If you’ve ever been in un-medicated labor (I know because I’ve been in both) you know that when your body decides it’s time to push—you do not have a choice. You are no longer in control of that thing you’ve been walking around in for years. You are not pushing. Your body is now calling ALL shots. You are basically just a set of beady, wide-open eyes witness to the writhing, super natural, almost sci-fi like motions happening in your skin. Every muscle is contracting of its own accord to help eight pounds of another person’s being descend through the hole of your vagina. To say you are not in command is a gross understatement. Even the sounds coming out of my mouth were like nothing I’ve ever heard, nor am I likely to hear again.
Just after making her profoundly baffling statement, Fakie left the room. I felt like someone had just said to me, “Now, get in your rocket and fly to the moon! Quick!” I was left sputtering, “I, I, I don’t have a rocket!” I turned to my mid-wife with questioning mystified eyes. “What did she mean by that statement?” my eyes asked.
Calmly and powerfully my mid-wife responded, “Just trust your body.” She knew what thousands of births had taught her—that even if it looks like the cervix isn’t open all the way, if the water has already broken, the force of gravity combined with the weight of the baby will move together as one to speed things up. And that the woman’s body is the best judge of whether or not she should stop pushing.

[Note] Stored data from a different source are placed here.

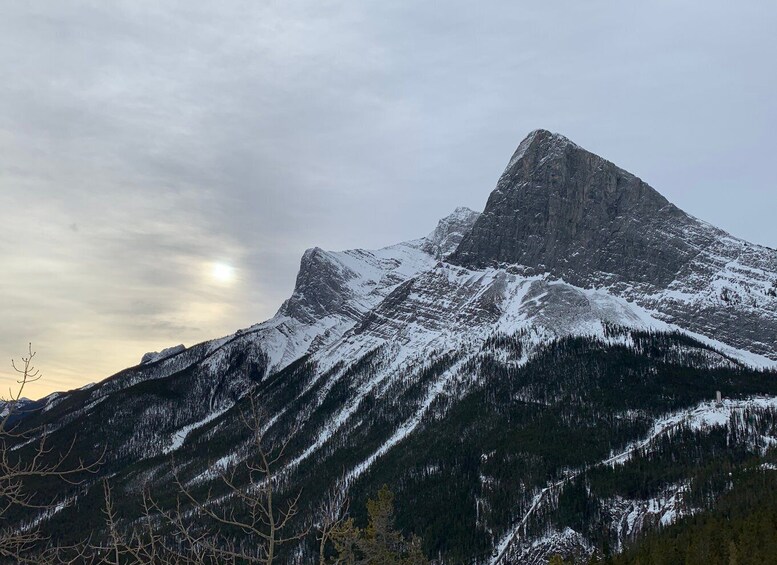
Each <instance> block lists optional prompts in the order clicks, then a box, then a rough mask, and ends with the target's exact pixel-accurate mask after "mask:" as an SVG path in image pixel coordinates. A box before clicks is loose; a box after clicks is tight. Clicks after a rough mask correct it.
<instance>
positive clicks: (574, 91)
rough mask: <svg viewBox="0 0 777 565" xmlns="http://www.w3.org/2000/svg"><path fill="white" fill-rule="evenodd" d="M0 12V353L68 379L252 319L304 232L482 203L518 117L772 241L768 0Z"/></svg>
mask: <svg viewBox="0 0 777 565" xmlns="http://www.w3.org/2000/svg"><path fill="white" fill-rule="evenodd" d="M3 12H4V17H3V19H2V21H1V22H0V76H2V78H3V80H2V82H1V83H0V171H1V173H0V207H1V208H2V209H3V210H4V211H5V212H6V217H5V220H4V221H3V222H2V225H0V253H2V256H3V257H4V258H6V259H7V261H6V263H7V267H6V268H5V269H4V271H3V272H2V274H0V291H1V292H2V296H3V299H2V300H3V301H2V303H0V316H2V321H3V322H4V324H3V327H2V329H0V346H1V347H0V352H2V351H7V354H8V355H13V354H14V352H15V351H16V350H18V346H17V342H19V341H21V342H22V343H24V342H25V341H26V340H27V339H34V340H36V341H38V340H40V341H41V342H42V344H43V345H45V347H46V348H48V349H49V350H50V352H51V353H52V359H54V360H55V362H56V366H57V367H58V369H57V371H59V372H58V373H57V374H59V375H65V374H67V375H70V377H68V378H71V377H72V378H74V379H85V378H88V379H89V380H94V379H96V378H101V377H103V376H105V374H107V372H109V371H110V370H118V369H120V368H121V366H122V363H128V362H130V361H134V360H136V358H137V357H138V356H139V355H140V354H142V353H143V351H141V349H144V348H148V349H159V348H161V347H164V346H165V345H170V344H172V343H173V342H175V343H178V342H180V341H188V342H191V341H194V340H200V339H205V338H208V337H215V336H216V335H219V334H221V333H227V332H229V331H233V330H234V329H236V328H238V327H241V326H245V325H249V324H250V323H253V322H256V321H259V320H261V319H263V318H266V317H268V316H269V315H271V314H272V313H273V312H274V311H275V309H276V308H277V307H278V305H279V304H280V302H281V300H282V299H283V298H284V297H285V296H287V295H288V293H289V292H290V291H291V287H292V285H293V282H294V276H295V274H296V268H297V266H298V263H299V257H300V255H301V253H302V251H303V250H304V249H305V248H307V247H311V246H314V245H319V246H322V247H325V248H347V247H354V246H365V247H375V246H380V245H386V244H390V243H393V242H395V241H399V240H404V239H410V238H413V237H418V236H421V235H424V234H425V233H427V232H429V231H430V230H431V229H432V228H433V227H434V225H435V222H436V220H437V219H438V218H439V217H441V216H443V215H445V214H447V213H448V212H449V211H450V210H452V209H453V208H454V207H456V206H458V205H467V206H470V207H472V208H475V209H479V208H482V206H483V203H484V202H485V200H486V198H487V196H488V193H489V192H490V190H491V188H492V187H493V185H494V183H495V181H496V179H497V177H498V176H499V173H500V172H501V170H502V168H503V167H504V165H505V163H506V161H507V159H508V158H509V156H510V154H511V153H512V151H513V149H514V148H515V146H516V145H517V143H518V142H519V141H520V139H521V138H522V137H523V136H524V135H525V134H526V133H527V132H528V131H529V130H531V129H534V128H537V127H544V128H548V129H552V130H555V131H559V132H562V133H564V134H565V135H567V136H569V137H570V138H572V139H573V140H575V141H576V142H578V143H580V144H581V145H584V146H586V147H587V148H589V149H591V150H593V151H596V152H598V153H600V154H601V155H603V156H605V157H607V158H608V159H610V160H612V161H614V162H616V163H618V164H619V165H621V166H623V167H625V168H627V169H629V170H632V171H633V172H634V173H636V174H639V175H640V176H641V177H643V178H644V179H645V180H647V181H648V182H650V183H651V184H652V185H653V186H655V187H656V188H657V189H658V190H660V191H661V192H663V193H664V194H665V195H666V196H667V197H668V198H670V200H672V201H674V202H675V203H677V204H678V205H680V206H681V207H682V208H684V209H686V210H687V211H688V212H690V213H692V214H694V215H696V216H699V217H701V218H703V219H705V220H708V221H710V222H712V223H714V224H717V225H720V226H721V227H723V228H725V229H728V230H730V231H732V232H733V233H734V234H735V235H737V236H741V237H745V238H747V239H750V240H753V241H756V242H758V243H763V244H767V245H771V246H772V247H777V231H775V227H774V223H773V221H772V218H771V216H772V209H773V208H774V205H775V200H774V177H773V174H772V173H771V172H770V167H768V166H767V164H768V163H769V162H770V159H771V153H772V151H773V142H772V138H773V133H772V132H773V131H774V130H775V128H776V127H777V109H775V106H774V104H773V102H772V100H773V95H774V91H775V87H776V86H777V76H775V74H774V73H772V72H768V71H769V70H770V69H771V67H772V66H773V61H772V59H773V53H774V52H775V48H777V40H775V39H774V34H773V29H774V28H775V27H777V26H776V24H777V7H775V6H774V5H773V3H768V2H753V3H748V4H746V5H732V4H731V3H728V2H722V1H719V0H715V1H712V2H688V3H683V4H677V3H676V2H669V1H668V0H663V1H660V2H655V3H651V4H650V5H649V6H645V5H638V4H633V3H623V2H615V1H604V2H576V1H572V0H564V1H561V2H553V3H545V4H541V5H539V4H532V3H526V2H495V3H491V4H486V5H482V4H479V5H475V4H473V3H471V2H462V1H458V0H455V1H453V2H448V3H446V4H445V5H444V6H441V5H439V4H429V3H419V2H405V1H402V2H377V1H369V2H353V1H351V2H346V1H339V0H323V1H321V2H298V1H293V0H292V1H288V2H273V3H257V2H202V1H191V0H190V1H186V2H165V3H160V2H136V1H133V2H130V1H127V2H111V3H82V2H66V1H65V2H56V3H52V2H42V1H41V2H26V3H9V4H7V5H5V6H4V10H3ZM73 226H75V227H76V228H77V229H73ZM217 260H225V261H227V260H228V261H232V262H234V263H235V265H236V267H237V268H238V273H239V275H240V280H239V284H237V285H235V287H234V288H232V289H230V290H229V291H226V290H225V289H223V288H218V287H214V286H213V285H210V284H208V283H207V281H204V280H203V279H202V273H201V270H202V268H203V265H204V264H206V263H207V262H209V261H217ZM133 305H134V306H135V307H133ZM195 311H196V312H200V313H204V312H206V311H207V312H208V316H205V315H204V314H203V315H201V316H199V317H198V316H195V315H194V314H193V312H195ZM206 318H207V319H206ZM85 343H91V344H92V345H94V347H92V345H89V346H87V345H85ZM95 348H97V349H98V350H100V351H101V352H102V353H101V354H100V355H99V356H98V357H99V359H100V362H99V363H97V362H96V361H95V358H94V357H93V356H91V354H92V353H94V350H95ZM41 349H42V347H41ZM53 351H56V352H57V353H56V354H54V352H53ZM79 352H80V353H79ZM1 370H2V369H0V371H1ZM56 378H57V379H59V380H58V381H57V382H66V379H65V377H61V378H60V377H56ZM63 379H64V380H63Z"/></svg>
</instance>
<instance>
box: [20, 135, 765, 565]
mask: <svg viewBox="0 0 777 565" xmlns="http://www.w3.org/2000/svg"><path fill="white" fill-rule="evenodd" d="M776 281H777V259H776V257H775V252H774V251H773V250H769V249H766V248H762V247H758V246H754V245H750V244H746V243H744V242H741V241H739V240H736V239H734V238H732V237H730V236H728V235H727V234H725V233H724V232H722V231H721V230H717V229H716V228H713V227H711V226H708V225H707V224H704V223H703V222H700V221H699V220H696V219H694V218H692V217H690V216H688V215H687V214H685V213H684V212H682V211H680V210H679V209H677V208H676V207H674V206H672V205H671V204H670V203H668V202H667V201H666V200H665V199H664V198H663V197H662V196H660V194H658V193H657V192H656V191H654V190H653V189H652V188H650V187H649V186H648V185H646V184H645V183H643V182H642V181H640V180H639V179H637V178H636V177H634V176H633V175H630V174H629V173H627V172H625V171H622V170H621V169H618V168H617V167H615V166H614V165H612V164H611V163H608V162H607V161H604V160H603V159H601V158H599V157H597V156H595V155H592V154H590V153H588V152H586V151H584V150H582V149H581V148H579V147H578V146H576V145H574V144H573V143H572V142H570V141H569V140H566V138H563V137H562V136H559V135H557V134H550V133H548V132H544V131H537V132H533V133H532V134H530V136H529V137H528V138H527V139H526V140H524V141H523V142H522V143H521V145H520V146H519V148H518V151H516V153H515V155H514V157H513V158H512V159H511V161H510V164H509V165H508V167H507V170H506V171H505V173H504V174H503V175H502V178H501V179H500V181H499V183H498V185H497V188H496V190H495V191H494V192H493V193H492V194H491V196H490V198H489V201H488V204H487V205H486V209H485V211H484V212H483V213H482V214H478V213H476V212H473V211H471V210H468V209H465V208H457V209H456V210H455V211H454V213H453V214H452V215H450V216H448V217H447V218H444V219H443V220H441V221H440V222H439V224H438V225H437V227H436V229H435V230H434V231H433V232H432V233H431V234H429V235H428V236H427V237H425V238H421V239H418V240H413V241H409V242H404V243H399V244H396V245H392V246H389V247H385V248H383V249H379V250H363V249H356V250H348V251H339V252H332V251H325V250H322V249H320V248H313V249H310V250H308V251H306V252H305V253H304V255H303V257H302V260H301V264H300V270H299V274H298V276H297V280H296V284H295V288H294V292H293V293H292V295H291V297H290V298H289V299H288V300H287V301H285V302H284V303H283V305H282V306H281V308H280V309H279V311H278V313H277V314H276V315H275V316H274V317H273V318H272V319H270V320H267V321H266V322H262V323H259V324H256V325H254V326H251V327H250V328H246V329H244V330H240V331H238V332H236V333H235V334H233V335H231V336H227V337H223V338H220V339H216V340H213V341H209V342H205V343H201V344H198V345H195V346H192V347H190V348H182V347H176V348H171V349H169V350H164V351H163V352H162V353H160V354H152V355H149V356H146V357H144V362H143V363H141V364H140V365H139V366H137V367H133V368H130V369H127V370H125V371H122V372H121V373H119V374H117V375H114V376H113V377H111V378H109V379H106V380H105V381H103V382H101V383H98V384H95V385H91V386H89V387H84V388H83V389H81V390H77V391H71V392H69V393H60V394H56V395H52V396H50V397H48V398H47V399H44V404H45V406H44V407H43V409H42V410H41V411H40V413H38V414H36V415H34V416H32V417H30V418H29V426H30V430H32V431H31V433H32V435H33V436H34V435H35V433H37V432H36V431H35V430H38V429H40V426H47V428H48V430H49V435H50V437H51V439H52V440H53V441H55V442H58V443H60V444H62V445H66V444H68V443H69V442H70V441H75V442H76V445H77V447H78V449H80V450H82V451H83V453H84V454H86V455H88V454H89V453H92V452H95V450H98V447H99V446H100V444H101V442H108V443H107V445H108V448H107V451H106V453H105V465H104V469H103V470H101V476H105V477H107V476H110V477H112V480H113V481H115V482H116V484H117V485H119V487H120V488H122V489H124V492H126V493H128V494H131V493H132V492H133V491H134V490H137V489H138V488H141V487H144V488H145V486H147V485H153V486H154V487H156V488H159V489H164V488H168V489H169V488H171V475H170V472H169V467H170V460H171V458H175V461H176V464H177V465H178V466H179V467H178V468H179V471H180V472H181V475H182V479H183V480H185V481H188V484H191V485H197V486H200V487H201V488H204V489H206V488H209V487H210V486H212V485H213V483H214V481H213V479H215V478H216V477H217V476H218V473H219V472H220V471H224V470H228V469H230V470H231V469H235V468H237V467H239V466H240V464H241V463H243V462H245V461H246V460H248V459H250V457H251V456H252V453H251V451H250V449H249V447H248V446H249V445H250V438H249V437H247V436H246V431H245V429H244V427H243V425H242V422H243V420H242V417H241V416H242V414H243V413H244V411H245V410H246V409H247V405H246V403H247V402H248V400H249V399H253V400H254V401H255V402H257V403H258V404H259V406H260V408H261V410H262V412H263V414H265V416H266V426H265V427H266V433H267V435H268V438H270V439H271V440H274V441H284V440H291V443H290V444H289V445H290V448H289V450H288V452H287V453H286V456H285V459H284V460H283V468H282V474H283V476H284V479H285V480H286V481H287V483H286V484H305V485H306V493H307V492H308V491H309V494H306V496H310V497H315V496H316V495H320V494H321V493H322V492H323V491H324V490H325V488H326V487H327V486H328V485H329V484H331V482H332V481H334V480H335V479H336V478H338V477H341V476H342V475H343V474H345V476H346V479H347V481H348V483H349V484H350V485H352V487H353V489H354V490H355V492H356V495H355V496H357V497H358V496H359V492H360V491H359V489H360V488H361V489H364V493H366V492H367V490H368V488H369V487H371V486H372V485H373V484H374V483H375V482H377V481H380V480H385V481H387V482H393V483H395V484H396V485H399V486H400V487H401V488H403V489H405V493H406V494H407V496H408V497H409V498H410V499H411V500H413V501H415V502H416V503H417V504H421V502H419V500H421V499H420V498H419V496H418V492H420V490H419V491H418V492H417V491H415V490H413V488H416V487H413V486H412V485H416V486H417V485H419V484H424V485H427V486H429V488H437V487H435V485H437V484H438V483H436V482H435V481H439V485H444V488H443V487H439V488H440V489H442V490H441V491H440V492H439V493H438V494H439V496H438V498H439V499H440V500H443V499H445V498H446V497H447V496H448V495H449V494H450V493H451V492H460V491H461V492H463V493H465V494H461V495H460V496H461V498H460V499H456V501H455V503H456V504H459V505H460V506H459V507H458V508H459V510H460V511H461V512H462V513H464V514H465V515H466V516H468V517H467V518H466V520H470V518H471V520H470V521H469V522H466V523H465V524H464V523H462V524H463V525H462V524H459V523H458V522H456V523H446V524H447V525H446V528H449V529H448V530H445V531H446V532H448V534H446V535H450V536H451V537H452V538H456V537H457V536H458V537H459V538H461V539H465V538H466V539H467V540H468V541H467V542H466V543H467V544H469V545H466V544H465V545H466V547H467V548H468V549H467V551H470V553H468V554H466V557H467V558H473V555H474V553H472V552H474V551H475V549H473V548H478V549H477V551H483V552H484V553H483V555H485V554H487V558H485V559H481V560H480V561H481V562H487V561H489V560H490V559H491V557H492V556H491V554H492V552H493V551H494V550H497V554H496V555H497V556H498V555H504V556H517V555H524V553H521V552H525V551H528V552H530V553H531V555H534V556H536V560H539V561H537V562H541V560H542V559H544V558H545V557H547V555H549V554H548V551H550V549H549V548H551V549H552V548H553V547H556V548H559V547H567V548H577V549H575V551H580V552H583V553H585V552H589V550H592V548H593V545H592V544H593V541H592V539H591V537H590V536H589V537H586V536H585V535H583V534H582V533H580V532H576V531H574V530H572V529H569V528H565V527H562V526H561V525H559V524H554V523H551V522H548V521H547V520H548V518H547V516H546V514H547V515H550V514H549V513H551V512H552V511H553V508H554V504H556V503H557V501H556V500H555V499H554V500H552V501H551V504H550V505H548V506H543V507H542V509H543V510H542V512H544V513H545V514H543V513H540V514H539V515H537V516H532V517H531V520H527V521H526V524H524V525H525V528H524V525H522V524H521V522H520V521H521V519H522V516H526V514H527V512H533V510H531V509H532V508H533V505H534V504H535V502H536V501H537V499H536V497H537V496H538V493H541V492H543V491H542V489H543V488H548V487H547V484H548V480H549V479H548V477H550V478H552V479H553V480H554V481H555V484H558V485H559V486H563V485H564V484H565V482H566V480H565V479H564V478H563V477H564V476H566V477H567V478H568V477H570V476H571V475H570V473H578V474H580V473H581V472H582V470H587V469H590V468H594V467H596V465H595V464H598V463H600V462H602V461H606V460H608V458H612V457H613V452H615V453H618V451H617V450H618V449H620V450H621V452H624V453H625V452H627V450H629V449H632V448H633V446H634V442H639V441H642V439H644V437H645V435H646V434H648V433H649V432H650V431H651V429H652V428H651V426H652V425H653V424H654V423H655V422H661V421H662V420H661V417H662V416H665V414H666V413H670V414H676V413H678V412H677V410H679V409H688V408H689V407H692V406H696V405H697V404H698V403H699V402H701V401H702V400H703V399H706V398H710V397H711V396H712V395H713V394H714V391H715V390H716V389H717V390H723V391H724V392H725V393H726V394H728V395H739V396H742V395H745V394H756V393H763V394H766V393H769V392H774V393H775V394H777V387H775V386H773V380H770V379H772V378H773V375H772V374H771V373H760V372H758V370H756V369H768V368H773V367H776V366H777V351H776V350H775V345H776V344H775V339H777V337H775V336H777V333H776V332H777V314H776V311H777V282H776ZM770 406H771V405H770ZM756 408H758V409H759V410H762V411H768V410H771V408H770V407H766V408H764V407H762V406H761V407H756ZM767 408H768V410H767ZM667 417H668V416H667ZM759 429H760V428H759ZM543 434H547V437H545V436H544V435H543ZM106 438H107V439H106ZM592 438H595V439H592ZM33 439H34V438H33ZM25 445H26V444H25ZM25 445H22V444H19V445H16V446H15V447H14V449H21V450H23V449H25ZM547 445H554V446H558V445H563V446H564V449H556V450H555V451H549V450H547V449H546V446H547ZM96 446H97V447H96ZM452 446H453V447H452ZM624 450H625V451H624ZM98 451H99V450H98ZM462 454H463V455H462ZM581 476H582V475H581ZM688 480H689V481H690V480H691V479H688ZM424 481H426V482H424ZM686 483H687V481H686V482H683V481H679V482H678V481H674V483H672V484H675V485H685V484H686ZM90 484H97V483H90ZM407 485H411V486H407ZM430 485H431V486H430ZM677 488H678V489H679V488H680V487H679V486H678V487H677ZM418 489H420V487H418ZM456 489H459V490H456ZM558 490H559V489H554V488H550V489H549V490H548V491H546V492H550V493H555V494H554V497H555V495H558V494H559V493H558V492H556V491H558ZM676 490H677V489H675V491H676ZM86 491H87V492H86V494H84V493H82V492H79V493H69V494H68V493H64V494H63V496H64V495H65V494H67V496H70V497H71V499H73V498H72V497H76V496H91V495H89V492H91V491H90V490H89V488H87V489H86ZM675 491H672V492H671V493H669V494H667V495H666V496H664V497H663V498H661V497H658V495H656V496H653V494H651V497H652V498H646V497H643V498H639V497H634V496H632V497H630V498H629V497H627V496H625V495H622V494H617V495H616V494H612V493H611V494H612V496H610V495H608V496H609V498H608V499H607V500H609V501H610V502H611V504H610V503H608V504H610V506H611V507H612V512H611V514H612V516H614V517H616V518H617V517H618V516H620V518H623V520H626V522H624V523H626V524H632V525H633V523H635V522H634V521H635V520H637V515H639V516H640V518H639V519H640V520H642V522H640V523H643V522H644V523H646V524H647V523H649V522H651V520H653V521H655V520H654V518H655V519H657V520H664V516H668V515H669V514H668V512H669V510H668V509H669V508H670V507H672V508H673V507H674V506H672V505H675V506H676V505H677V504H679V502H678V500H679V499H678V498H677V496H675V494H676V492H675ZM673 493H674V494H673ZM98 494H99V493H98ZM559 496H561V495H559ZM678 496H679V495H678ZM464 499H466V503H465V502H462V500H464ZM68 500H70V499H68ZM651 500H652V501H657V502H655V504H653V503H652V502H649V501H651ZM646 501H647V502H646ZM314 502H315V500H314V498H311V499H310V500H307V501H306V503H308V504H309V505H310V507H313V506H314ZM451 504H453V502H452V503H451ZM536 506H537V508H539V506H540V505H539V503H538V504H537V505H536ZM616 507H617V508H616ZM654 507H655V508H654ZM656 509H658V510H656ZM653 510H655V512H654V511H653ZM470 512H474V515H473V516H469V513H470ZM618 512H620V514H618ZM651 512H652V514H651ZM66 514H67V511H66V510H65V511H62V512H60V513H58V515H57V516H58V518H57V519H63V520H64V519H66ZM447 514H449V511H448V510H447V509H445V508H438V509H437V510H435V517H439V516H444V515H447ZM438 515H439V516H438ZM627 515H629V516H631V515H633V517H634V520H631V519H629V518H625V517H624V516H627ZM656 517H657V518H656ZM620 518H619V519H620ZM430 519H431V518H430ZM435 519H436V518H435ZM440 519H442V518H440ZM613 519H615V518H613ZM408 520H409V522H408V523H411V522H412V520H410V518H408ZM462 520H464V518H462ZM543 520H545V521H544V522H543ZM629 520H631V521H629ZM535 522H536V523H535ZM459 526H461V527H462V530H461V531H459V530H455V528H454V527H459ZM465 526H466V527H465ZM419 527H420V526H419ZM518 527H519V529H521V531H522V532H524V533H526V535H521V536H518V537H516V536H514V535H512V534H514V533H515V531H516V528H518ZM467 528H469V529H467ZM630 528H631V529H629V530H628V532H627V534H624V536H626V537H628V536H631V535H632V534H633V533H634V532H636V531H637V530H638V529H639V528H636V529H635V528H634V527H631V526H630ZM621 529H623V528H621ZM470 530H471V531H472V532H475V534H472V536H474V537H473V538H472V539H470V538H469V537H467V536H468V535H469V534H468V533H467V532H469V531H470ZM613 531H614V530H613ZM618 531H620V530H618ZM624 531H625V530H624ZM613 535H615V534H613ZM462 536H463V537H462ZM511 536H512V537H511ZM527 536H528V537H527ZM543 536H545V538H547V539H546V541H542V540H543V539H544V538H543ZM618 536H620V534H618V535H617V536H616V537H615V538H614V539H616V540H617V541H620V540H621V537H622V536H621V537H618ZM475 538H476V539H475ZM446 539H447V538H446ZM513 539H515V540H520V541H515V542H513V541H510V540H513ZM547 540H550V542H547ZM449 541H450V540H449ZM546 542H547V543H546ZM446 543H447V542H446ZM451 543H453V542H451ZM554 544H555V545H554ZM449 545H450V544H449ZM454 545H455V543H454ZM508 546H509V547H508ZM451 547H452V546H451ZM448 549H449V550H450V547H449V548H448ZM440 551H442V549H440ZM450 551H452V550H450ZM462 551H463V550H462ZM570 551H572V549H570ZM450 555H452V557H450V558H451V559H452V560H453V562H457V561H456V560H457V559H459V560H462V559H464V555H463V554H462V555H458V554H456V555H454V553H450ZM527 555H528V554H527ZM543 556H544V557H543ZM516 559H518V557H516ZM521 559H522V558H521ZM532 559H534V558H532ZM501 562H504V563H508V562H510V559H507V558H505V559H503V560H502V561H501Z"/></svg>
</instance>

The last lovely instant of absurdity is probably one that every woman giving birth in a hospital in this country experiences. At the tail end of your endeavor, what I call the “peanut gallery” arrives. That means anywhere from 5-12 strangers who you’ve never seen before enter the room to watch you writhe in your alien state and stare directly at your hoonie. Then a head appears there. Need I say more?
Looking back on it all, I actually love the whole experience I had giving birth to my daughter. The crazy moments lend it a flavor of funniness that I so appreciate now. I might not have totally experienced it as such when I had 8lbs of baby bearing down on my cervix, but afterward it did seem like a funny joke. And I got my girl, which of course was the best gift of all.